# Virginia HOA Solar Rights: The 5% and 10% Test (2026)

> Under Code of Virginia 55.1-1820.1, a Virginia HOA cannot prohibit an owner from installing a solar energy collection device on property the owner owns, unless the recorded declaration establishes that prohibition. The association can set reasonable restrictions on the size, place, and manner of placement, but there is a test for what counts as reasonable: a restriction is deemed unreasonable if it increases the installation cost by more than 5% over the initially proposed installation, or reduces the system's energy production by more than 10% below what was proposed. To challenge a restriction on those grounds, the owner provides documentation from an independent solar design specialist who is NABCEP certified and licensed in Virginia. The association can still bar solar on common elements entirely.

_Source: https://hoanotes.com/hoa/virginia/solar-panels/ | Last reviewed 2026-06-03_

## What the law protects

The starting point is that solar on your own lot or unit is protected unless the declaration itself bans it. A board rule or a general architectural policy is not enough to prohibit panels; the prohibition has to be in the recorded declaration.

Where the association is allowed to set placement rules, the 5% and 10% test keeps those rules honest. If a placement demand would push the install cost up more than 5%, or cut the system's output more than 10%, it is deemed unreasonable. The owner backs that up with documentation from a NABCEP-certified, Virginia-licensed solar specialist. Common elements are different: the HOA can prohibit solar there outright.

## What to check in the disclosure packet

If solar matters to you, read these before you make an offer:

- Whether the recorded declaration actually prohibits solar, since only the declaration can.
- Any placement rules, measured against the 5% cost and 10% output test.
- Whether the home is a lot or unit (protected) or whether the panels would sit on a common element (not protected).
- Whether existing panels were approved and documented.

## Why this matters to your offer

If you are buying with solar in mind, the question is whether the declaration bans it and whether any placement rule would gut the economics. A board cannot quietly kill a system with a placement demand that fails the 5% or 10% test.

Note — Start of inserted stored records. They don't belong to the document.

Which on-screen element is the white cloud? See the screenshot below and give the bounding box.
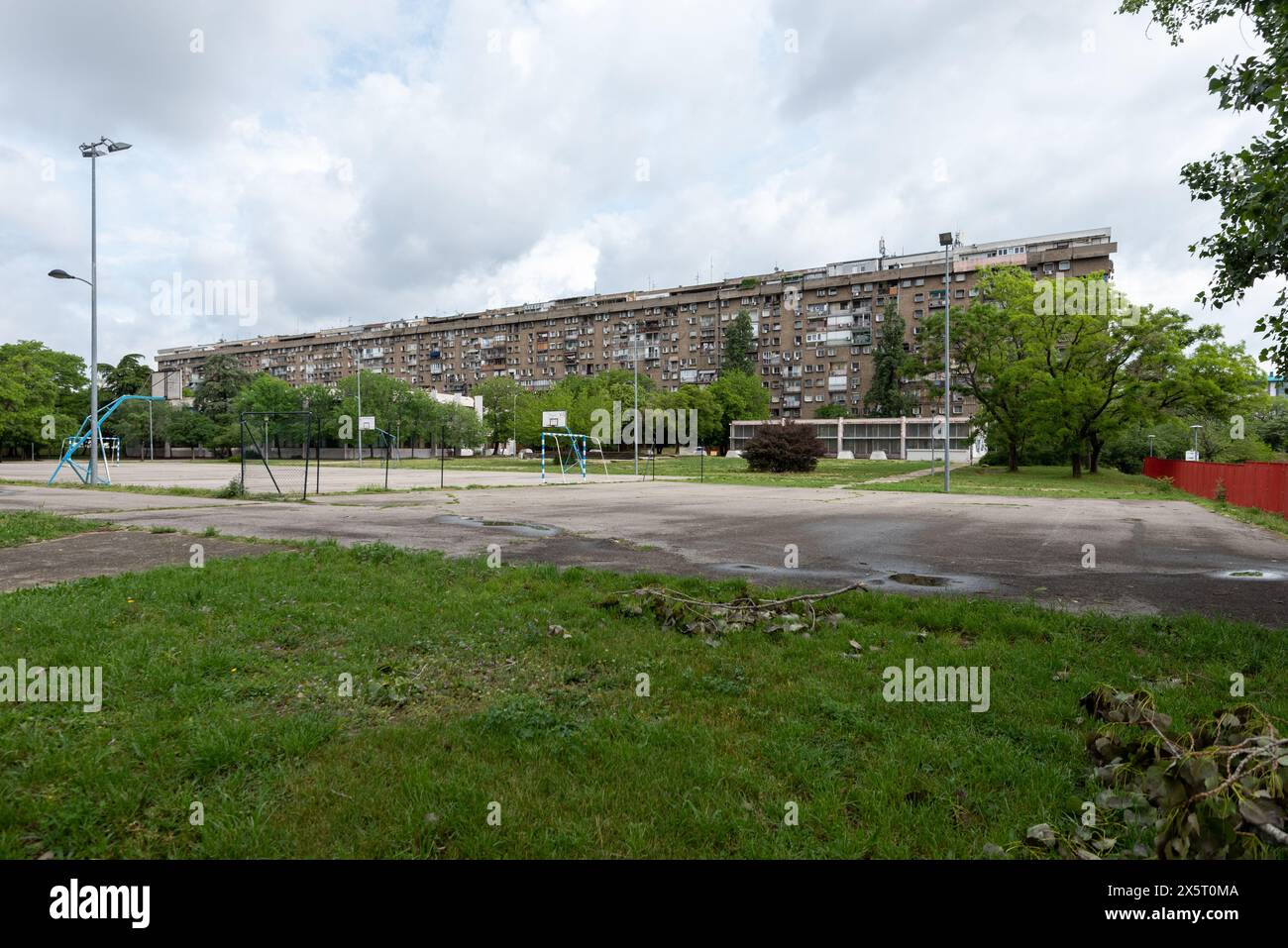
[0,0,1270,370]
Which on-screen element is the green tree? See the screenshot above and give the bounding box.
[170,408,218,458]
[1253,398,1288,451]
[863,303,917,419]
[924,266,1040,472]
[660,385,728,447]
[720,309,756,374]
[1120,0,1288,369]
[704,372,769,451]
[471,374,529,451]
[98,353,152,404]
[192,355,254,455]
[0,340,89,455]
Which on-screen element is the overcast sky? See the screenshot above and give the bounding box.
[0,0,1272,373]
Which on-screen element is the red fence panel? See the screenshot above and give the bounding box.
[1145,458,1288,516]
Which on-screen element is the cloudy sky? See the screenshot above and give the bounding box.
[0,0,1272,373]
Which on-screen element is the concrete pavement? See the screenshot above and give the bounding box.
[0,480,1288,626]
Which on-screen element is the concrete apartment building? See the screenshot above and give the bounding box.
[158,227,1117,419]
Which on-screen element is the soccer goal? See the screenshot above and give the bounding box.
[241,411,313,500]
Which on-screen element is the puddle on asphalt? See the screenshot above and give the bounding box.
[712,563,997,592]
[434,514,559,537]
[890,574,950,586]
[1208,570,1288,582]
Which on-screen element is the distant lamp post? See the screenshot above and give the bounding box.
[49,138,130,485]
[349,345,363,468]
[939,231,953,493]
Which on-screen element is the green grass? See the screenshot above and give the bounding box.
[0,477,294,503]
[0,510,110,548]
[0,544,1288,858]
[859,468,1188,500]
[376,456,930,487]
[1176,499,1288,536]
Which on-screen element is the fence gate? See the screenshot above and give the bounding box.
[241,411,313,500]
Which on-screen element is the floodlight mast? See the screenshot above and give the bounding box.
[931,231,953,493]
[49,137,130,487]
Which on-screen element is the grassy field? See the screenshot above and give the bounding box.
[386,456,928,487]
[0,510,108,548]
[0,517,1288,858]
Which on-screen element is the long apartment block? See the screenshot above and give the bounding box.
[158,227,1117,419]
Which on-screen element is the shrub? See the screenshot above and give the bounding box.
[215,477,246,500]
[742,424,827,474]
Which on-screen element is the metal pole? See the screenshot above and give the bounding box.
[89,149,98,485]
[631,323,640,476]
[944,244,953,493]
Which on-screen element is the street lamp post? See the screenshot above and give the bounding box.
[631,322,640,476]
[349,345,362,468]
[939,232,953,493]
[49,138,130,487]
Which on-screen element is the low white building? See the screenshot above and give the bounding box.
[729,417,988,464]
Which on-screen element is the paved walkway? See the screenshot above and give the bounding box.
[0,480,1288,626]
[0,531,280,592]
[859,464,970,484]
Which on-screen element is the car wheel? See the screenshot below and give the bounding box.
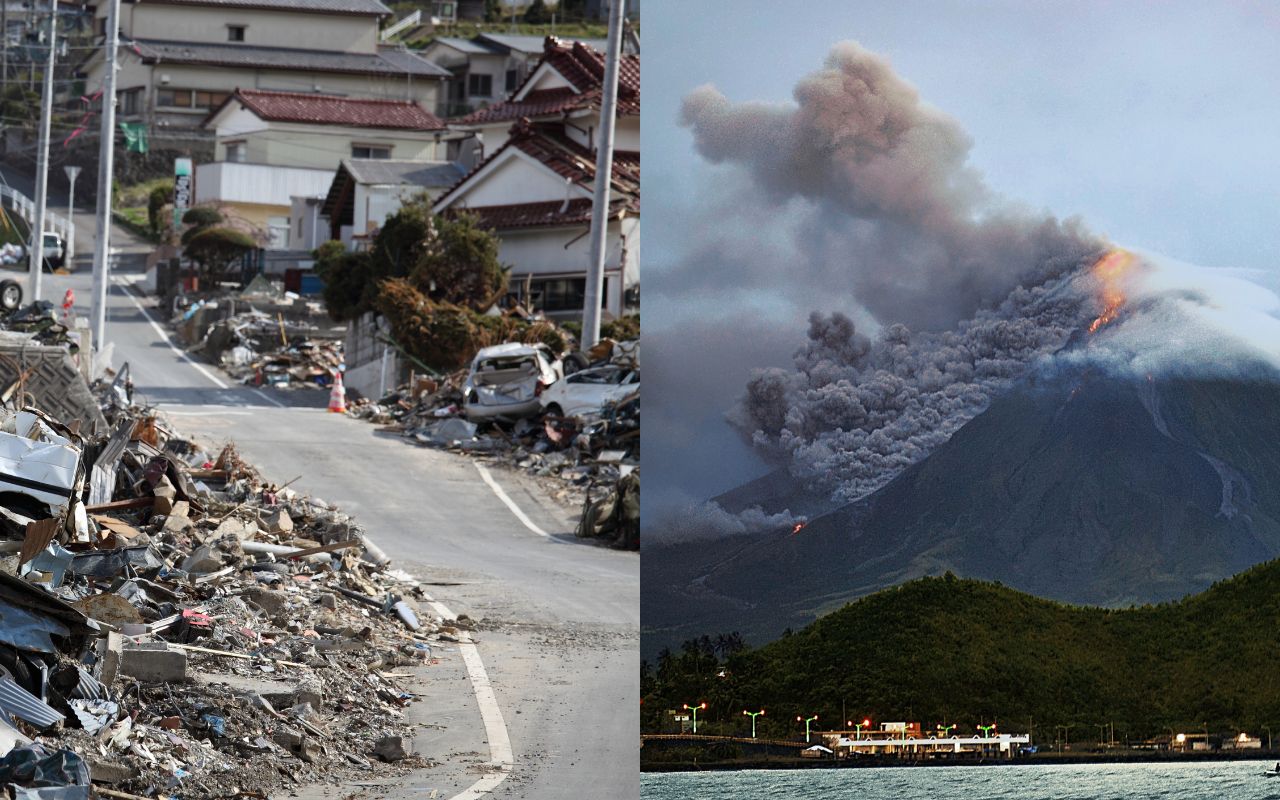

An HOA Notes brief checks the declaration for a real solar prohibition, measures any placement rule against the statutory test, and cites the page behind each finding.

## What the statute says

**Virginia Code section 55.1-1820.1** (Solar device installation rights). An association cannot prohibit installation of a solar energy collection device on individually owned property (lot or unit); any restriction is deemed unreasonable and unenforceable if it increases installation cost by more than 5% over the projected cost of the initially proposed installation, or reduces energy production by more than 10% below projected output. The association may impose reasonable restrictions on size, place, and manner of placement on individually owned property, and may prohibit or restrict installations on common elements or common areas entirely; the association may require documentation from a Virginia-licensed, NABCEP-certified solar specialist to substantiate a cost or performance impact claim.

## Virginia HOA solar rules: common questions

### Can a Virginia HOA ban solar panels?

Only if the recorded declaration establishes the prohibition. A board rule or general architectural policy cannot ban solar on an owner's own property under Code of Virginia 55.1-1820.1.

### What is the 5% and 10% test?

A placement restriction is deemed unreasonable if it raises the installation cost more than 5% over the proposed install, or cuts the system's energy production more than 10% below what was proposed.

### How do I prove a restriction is unreasonable?

With documentation from an independent solar design specialist who is NABCEP certified and licensed in Virginia, showing the restriction fails the 5% or 10% test.

### Can the HOA stop solar on the roof of my condo building?

The association can prohibit solar on common elements entirely. The protection covers property the owner individually owns.

## Sources (verified 2026-06-03)

1. Code of Virginia section 55.1-1820.1 (installation of solar energy collection devices), Virginia General Assembly. Verified 2026-06-03. https://law.lis.virginia.gov/vacode/title55.1/chapter18/section55.1-1820.1/
2. Code of Virginia section 55.1-1820.1 (2021), Justia. Verified 2026-06-03. https://law.justia.com/codes/virginia/2021/title-55-1/chapter-18/section-55-1-1820-1/
3. Update on Virginia law: covenants on solar panels, Chadwick, Washington, Moriarty, Elmore & Bunn. Verified 2026-06-03. https://www.chadwickwashington.com/blog/update-on-virginia-law-covenants-on-solar-panels/

HOA Notes is not a law firm and this is not legal advice.